Im Zusammenhang mit gewalttätigen Auseinandersetzungen bei den regierungskritischen Demonstrationen im Januar 2012 wurde der Vorwurf laut, die Polizei habe exzessive Gewalt angewandt. Medienberichte und Videoaufnahmen zeigten, wie Polizisten mit extremer Gewalt gegen allem Anschein nach friedliche Demonstrierende vorgingen, die keinerlei Widerstand leisteten. Das rumänische Helsinki-Komitee (Asociatia pentru Apararea Drepturilor Omului în România - Comitetul Helsinki - APADOR-CH) dokumentierte mehrere Fälle von Misshandlungen durch die Polizei bei den Demonstrationen. Die NGO kam zu dem Schluss, dass das Vorgehen der Ordnungskräfte zum Teil willkürlich und unverhältnismäßig war. Im Februar erklärte das Ministerium für Verwaltung und Innere Angelegenheiten, man gehe vier Strafanzeigen im Zusammenhang mit dem Verhalten von Polizeibeamten während der Demonstrationen nach. Ende 2012 war noch keine Anklage erhoben worden.

Diskriminierung - Roma

Recht auf Bildung
Der Beratungsausschuss des Europarats für das Rahmenübereinkommen zum Schutz nationaler Minderheiten stellte im Oktober 2012 fest, dass Roma-Kinder immer noch in Schulen für behinderte Kinder, in Sonderschulen oder in separaten Klassen untergebracht wurden.

Recht auf Wohnen
Kommunale Behörden vertrieben Roma nach wie vor unter Anwendung von Zwang und siedelten sie in unzureichenden Unterkünften in abgelegenen Gebieten wieder an.
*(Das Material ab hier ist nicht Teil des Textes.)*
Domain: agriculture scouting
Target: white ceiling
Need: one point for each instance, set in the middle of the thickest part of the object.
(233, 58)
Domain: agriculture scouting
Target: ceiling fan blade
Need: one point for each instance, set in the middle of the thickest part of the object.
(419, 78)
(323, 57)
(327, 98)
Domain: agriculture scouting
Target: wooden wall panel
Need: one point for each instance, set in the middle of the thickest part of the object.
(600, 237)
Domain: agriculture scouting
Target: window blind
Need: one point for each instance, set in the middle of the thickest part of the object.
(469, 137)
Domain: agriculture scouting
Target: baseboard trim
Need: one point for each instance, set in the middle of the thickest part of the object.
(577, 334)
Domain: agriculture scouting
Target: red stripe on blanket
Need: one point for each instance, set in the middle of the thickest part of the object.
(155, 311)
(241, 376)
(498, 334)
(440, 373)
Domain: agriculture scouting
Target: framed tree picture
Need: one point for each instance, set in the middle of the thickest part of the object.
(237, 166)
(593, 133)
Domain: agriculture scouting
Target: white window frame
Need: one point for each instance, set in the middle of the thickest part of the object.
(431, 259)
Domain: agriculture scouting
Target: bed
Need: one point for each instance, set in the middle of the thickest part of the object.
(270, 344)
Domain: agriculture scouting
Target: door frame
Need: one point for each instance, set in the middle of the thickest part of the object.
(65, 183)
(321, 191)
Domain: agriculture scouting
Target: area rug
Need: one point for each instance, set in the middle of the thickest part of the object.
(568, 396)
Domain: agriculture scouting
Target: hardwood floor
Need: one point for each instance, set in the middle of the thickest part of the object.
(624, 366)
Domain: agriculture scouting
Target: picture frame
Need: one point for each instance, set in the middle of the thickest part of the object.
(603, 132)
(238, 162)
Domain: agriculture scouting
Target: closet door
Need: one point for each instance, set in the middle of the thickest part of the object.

  • Die Wohnverhältnisse von etwa 76 Familien, in der Mehrzahl Roma, die im Dezember 2010 das Stadtzentrum von Cluj-Napoca verlassen mussten, waren nach wie vor mangelhaft.
Sie lebten in den Außenbezirken der Stadt, in der Nähe der städtischen Mülldeponie und unweit einer ehemaligen Halde für Chemieabfälle. Bei Treffen mit den vertriebenen Familien sagten die Behörden zu, sie ab 2013 im Rahmen eines Projekts des UN-Entwicklungsprogramms umzusiedeln. Nähere Angaben zu der geplanten Umsiedlung machten sie jedoch nicht.
  • Am 18. April 2012 lehnte das Gericht von Cluj-Napoca ein erneutes Gesuch der Nationalen Eisenbahngesellschaft ab, die Unterkünfte von etwa 450 Personen, überwiegend Roma, in einer Siedlung an der Cantonului-Straße am Stadtrand abzureißen. Mit seiner Entscheidung verhinderte das Gericht eine Zwangsräumung. Viele der Bewohner waren seit 2002 von der Stadtverwaltung in das Gebiet umgesiedelt worden.
  • Im April 2012 hob ein Berufungsgericht in Cluj eine Entscheidung der Gleichbehandlungsstelle des Nationalen Rats zur Bekämpfung von Diskriminierung auf. Der Nationale Rat hatte die Stadtverwaltung von Baia Mare zu einer Geldstrafe verurteilt, weil sie eine Betonmauer bauen ließ, die von Roma bewohnte Häuserblocks vom übrigen Wohngebiet abtrennte. Das Gericht vertrat die Ansicht, die Mauer sei eine angemessene Reaktion auf verkehrsbedingte Belästigungen und grenze die Roma-Bewohner nicht aufgrund ihrer ethnischen Zugehörigkeit aus. Der Nationale Rat kündigte an, er werde Rechtsmittel gegen das Urteil einlegen.
  • Im Mai und Juni 2012 wurden auf Betreiben der Stadtverwaltung von Baia Mare etwa 120 Roma-Familien aus Craica, einer der größten informellen Siedlungen der Stadt, umgesiedelt. Sie wurden in drei Gebäuden der Metallfirma CUPROM untergebracht, die jedoch nicht zu Wohnzwecken umgebaut worden waren. Jede Familie bekam jeweils ein oder zwei Räume zugewiesen. Diese besaßen weder eine Heizung noch eine angemessene Isolierung. Die sanitären Anlagen waren ebenfalls nicht ausreichend.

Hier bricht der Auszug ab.